Versioned backups with files are a little more complex, but provide all the capabilities that normal file-based mirrors provide, but are even more efficient with backup times and storage. Specific areas to be backed up and excluded files can make this very efficient.
I don't backup the entire OS. I see little reason to backup the 4-10G of an OS when a fresh install of the core OS is 10-15 minutes. I do backup lists of installed packages, system and personal configuration files and all data (personal and system). The restore steps are basically, do a fresh OS install from a Live-Boot Ubuntu installer, then restore my data, system data, my settings, system settings, and lastly feed the list of manually installed packages into the package manager to be reinstalled. The order matters. At re-install time, applications look for prior settings and prior data. When it sees those, it things - "ah, this is a reinstall, use the existing settings and existing data". In about 30-45 minutes, my system is back and it is MY SYSTEM with my configurations and all my programs just as they were.
Because my restore starts with a new OS install, I can change computers and storage layouts completely. The new system ends up being like my old one. Images can't do that. I've gone from encrypted storage to unencrypted storage. I've gone from a 32-bit OS to a 64-bit OS as part of an upgrade. Once had a laptop stolen in an airport. When I got to the client location, picked up a cheap replacement laptop at the local "big box" electronics store, then restored a backup to it over the internet over night. It was "my system" the next morning.
Additionally, versioned backups help fight not only hardware failures and stupid user tricks (I do something dumb about once a week), but these versions mean a corrupted file gets more time to be noticed. Once had to go back 37 days in my versioned backups to restore a corrupted database. Nobody would keep 37 images. They might keep 4 - say one a week. With malware, versioned backups will make it clear when thousands of files become crypt-locked. Chances are that the size of the backups will become 2x the current size. I get daily reports about system backups and 2x a size increase for most systems would jump out. To be more effective against malware, it would be better to have a different backup server that "pulls" the backups. Just ensure that no clients have direct, unauthenticated, access to the backup server. The backup server would create the connection and pull the files to be backed up. This is a more advanced method.
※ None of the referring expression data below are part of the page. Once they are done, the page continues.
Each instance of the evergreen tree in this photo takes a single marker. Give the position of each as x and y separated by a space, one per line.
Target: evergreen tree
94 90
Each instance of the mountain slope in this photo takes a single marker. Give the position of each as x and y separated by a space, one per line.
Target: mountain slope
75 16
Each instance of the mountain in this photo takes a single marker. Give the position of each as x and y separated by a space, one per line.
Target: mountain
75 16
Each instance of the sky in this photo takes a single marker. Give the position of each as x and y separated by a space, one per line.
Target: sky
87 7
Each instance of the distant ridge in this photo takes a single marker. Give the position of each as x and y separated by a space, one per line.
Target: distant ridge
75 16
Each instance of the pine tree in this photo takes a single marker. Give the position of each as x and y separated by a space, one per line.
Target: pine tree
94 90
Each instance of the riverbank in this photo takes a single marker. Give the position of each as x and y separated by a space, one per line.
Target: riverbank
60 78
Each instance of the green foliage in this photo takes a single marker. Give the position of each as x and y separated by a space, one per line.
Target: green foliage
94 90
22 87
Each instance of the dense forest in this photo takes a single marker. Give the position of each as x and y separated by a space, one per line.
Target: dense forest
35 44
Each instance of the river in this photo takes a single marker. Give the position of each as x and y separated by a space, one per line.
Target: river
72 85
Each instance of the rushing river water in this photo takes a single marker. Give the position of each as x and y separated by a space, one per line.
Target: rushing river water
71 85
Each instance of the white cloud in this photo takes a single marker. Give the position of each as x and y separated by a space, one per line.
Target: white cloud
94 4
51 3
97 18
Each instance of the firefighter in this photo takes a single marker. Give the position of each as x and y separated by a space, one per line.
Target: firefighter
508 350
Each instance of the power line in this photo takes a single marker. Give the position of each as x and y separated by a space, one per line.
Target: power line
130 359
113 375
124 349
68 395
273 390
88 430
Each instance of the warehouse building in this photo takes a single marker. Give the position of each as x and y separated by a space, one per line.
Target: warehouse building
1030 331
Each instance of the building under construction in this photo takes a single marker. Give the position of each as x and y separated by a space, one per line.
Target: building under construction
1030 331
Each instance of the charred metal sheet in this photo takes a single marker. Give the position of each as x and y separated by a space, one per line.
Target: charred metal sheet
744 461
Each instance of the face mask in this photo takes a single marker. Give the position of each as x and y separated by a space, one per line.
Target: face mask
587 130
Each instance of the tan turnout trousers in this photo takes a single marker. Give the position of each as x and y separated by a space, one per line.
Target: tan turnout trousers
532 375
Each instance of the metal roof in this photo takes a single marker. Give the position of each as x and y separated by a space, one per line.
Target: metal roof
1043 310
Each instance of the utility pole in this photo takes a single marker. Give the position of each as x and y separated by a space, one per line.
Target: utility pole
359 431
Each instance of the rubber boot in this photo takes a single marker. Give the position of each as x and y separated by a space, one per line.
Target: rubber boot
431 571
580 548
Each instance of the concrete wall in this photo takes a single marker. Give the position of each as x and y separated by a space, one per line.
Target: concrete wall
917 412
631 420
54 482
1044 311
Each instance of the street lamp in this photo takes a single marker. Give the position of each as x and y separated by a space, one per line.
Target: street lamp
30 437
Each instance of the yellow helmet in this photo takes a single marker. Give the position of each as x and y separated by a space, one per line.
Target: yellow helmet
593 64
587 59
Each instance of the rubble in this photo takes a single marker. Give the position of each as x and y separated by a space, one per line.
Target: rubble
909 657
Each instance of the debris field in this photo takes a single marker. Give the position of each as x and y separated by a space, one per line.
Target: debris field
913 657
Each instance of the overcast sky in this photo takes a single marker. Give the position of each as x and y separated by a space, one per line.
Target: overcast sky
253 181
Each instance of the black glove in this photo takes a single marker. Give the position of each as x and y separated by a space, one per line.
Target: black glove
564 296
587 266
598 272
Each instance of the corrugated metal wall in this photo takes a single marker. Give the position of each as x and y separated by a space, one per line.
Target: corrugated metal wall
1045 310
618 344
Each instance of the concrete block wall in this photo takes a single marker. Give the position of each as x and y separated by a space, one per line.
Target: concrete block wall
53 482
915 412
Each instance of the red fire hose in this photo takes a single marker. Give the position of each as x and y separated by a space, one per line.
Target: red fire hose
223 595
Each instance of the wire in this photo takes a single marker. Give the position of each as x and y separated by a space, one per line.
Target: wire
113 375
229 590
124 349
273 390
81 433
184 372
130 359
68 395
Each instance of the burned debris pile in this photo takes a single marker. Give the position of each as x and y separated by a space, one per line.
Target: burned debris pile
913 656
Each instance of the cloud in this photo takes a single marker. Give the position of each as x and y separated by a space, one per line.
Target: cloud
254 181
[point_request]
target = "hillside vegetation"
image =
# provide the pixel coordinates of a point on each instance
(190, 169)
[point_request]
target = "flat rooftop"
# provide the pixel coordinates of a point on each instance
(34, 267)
Https://ubuntuforums.org/showthread....9#post14049979 has a very small backup example that is good for 1 user's HOME directory. It is a start.
For a full system backup, something like:
Code:
$ sudo rdiff-backup
--exclude-special-files \
--include /usr/local --include /etc --include /home --include /root \
--exclude '**' / /Backups
$ sudo rdiff-backup --remove-older-than 90d --force /Backups
would handle many needs. Just be certain to put the list of manually installed packages in a text file that gets included in the backups. The 2nd command is what limits the number of versions to 90 days. rdiff-backup will use perhaps, 1.4x the original storage to provide 90days of daily, versioned, backups.
Remove the sudo, put those commands into root's crontab and you can have daily, automatic, versioned, backups for most systems.
Do a little test with just /etc/ in the includes. Do the first run, change a few times in /etc/ and run it again. Go look at what happens in the /Backups directory. The last backup looks like a mirror.
Run
Code:
rdiff-backup --list-increments /Backups
and
Code:
rdiff-backup --list-increment-sizes /Backups
If you have multiple systems to backup, put each into a different directory. I use /Backups/{hostname}/ to keep them all straight.
Restores can be just a simple copy using any tool you like. If I need the most recent backup restored, I can use rsync, but I'll typically use rdiff-backup --restore-as-of now /Backups / . Note how the source is now the backup area and the target is where I want stuff placed?
Of course, the commands can be more complex with all sorts of special included files, excluded file and it might be good to generate some updated system information before each daily backup to be included. Here's what I capture.
Code:
# ls /root/backup
apt-mark.auto cpan.list crontab.root gem.list mcpan.list lshw.list new-manual
apt-mark.manual crontab.thefu dpkg.list installed-pkgs new-auto parted.txt
lvs vgs pvs
I may not need the information, but it could be very important too. Just depends on what the failure was which is causing a restore.